Even with these caveats, the biological narrative is compelling. The posterior caudate may support a temporary bridge during prodromal and early PD, while the posterior putamen may represent the critical node whose disconnection heralds clinically meaningful motor worsening. This distinction adds nuance to the long-standing view that PD progression is driven simply by “more dopamine loss equals worse symptoms.”
Conclusion
This study shows that corticostriatal connectivity in Parkinson disease is dynamically reorganized as nigrostriatal degeneration advances. Early posterior caudate hyperconnectivity with motor cortex may reflect a compensatory phase, whereas later posterior putaminal disconnection from posterior cortical regions appears more closely tied to the transition into faster motor decline. Together, these findings support a staged network model of PD and highlight the value of combining dopaminergic PET with functional MRI to understand disease progression. The work strengthens the case for connectivity-based biomarkers, but longitudinal validation will be essential before these measures can guide routine clinical care.

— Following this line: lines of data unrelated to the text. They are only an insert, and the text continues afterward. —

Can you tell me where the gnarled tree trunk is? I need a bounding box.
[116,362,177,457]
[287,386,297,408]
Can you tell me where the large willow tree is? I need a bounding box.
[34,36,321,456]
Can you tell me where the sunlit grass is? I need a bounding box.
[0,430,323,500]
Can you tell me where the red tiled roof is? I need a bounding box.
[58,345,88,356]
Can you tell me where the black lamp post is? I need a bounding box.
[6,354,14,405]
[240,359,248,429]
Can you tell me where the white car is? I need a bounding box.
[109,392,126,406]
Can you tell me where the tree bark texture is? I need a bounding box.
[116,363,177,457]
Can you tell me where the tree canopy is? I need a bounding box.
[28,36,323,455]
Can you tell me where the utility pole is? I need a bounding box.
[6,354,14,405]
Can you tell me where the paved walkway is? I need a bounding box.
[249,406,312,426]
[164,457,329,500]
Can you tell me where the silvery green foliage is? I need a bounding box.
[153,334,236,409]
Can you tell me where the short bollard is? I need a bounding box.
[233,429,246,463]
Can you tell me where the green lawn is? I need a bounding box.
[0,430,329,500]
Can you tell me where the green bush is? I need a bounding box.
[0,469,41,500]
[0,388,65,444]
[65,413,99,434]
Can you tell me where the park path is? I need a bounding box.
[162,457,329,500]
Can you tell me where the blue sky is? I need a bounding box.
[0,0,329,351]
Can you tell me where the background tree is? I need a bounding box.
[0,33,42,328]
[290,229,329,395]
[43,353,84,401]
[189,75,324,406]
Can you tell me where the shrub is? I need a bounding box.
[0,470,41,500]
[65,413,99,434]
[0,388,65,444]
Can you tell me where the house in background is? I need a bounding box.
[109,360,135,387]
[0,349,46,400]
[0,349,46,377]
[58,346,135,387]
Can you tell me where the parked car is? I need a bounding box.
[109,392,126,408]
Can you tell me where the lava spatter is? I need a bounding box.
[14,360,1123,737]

Funding and clinicaltrials.gov
The abstract provided does not list funding sources or a clinicaltrials.gov registration number. No trial registration was reported in the supplied material.
References
1. Yoo HS, Kim HK, Park M, Ahn SJ, Lee JH, Ryu YH, Lyoo CH. Functional Reorganization of Corticostriatal Connectivity Across the Degree of Nigrostriatal Degeneration in Parkinson Disease. Neurology. 2026-04-17;106(10):e214812. PMID: 41996661.
2. Poston KL, Eidelberg D. Functional brain networks and abnormal connectivity in Parkinson disease. J Neurol Neurosurg Psychiatry. 2009;80(2):197-204.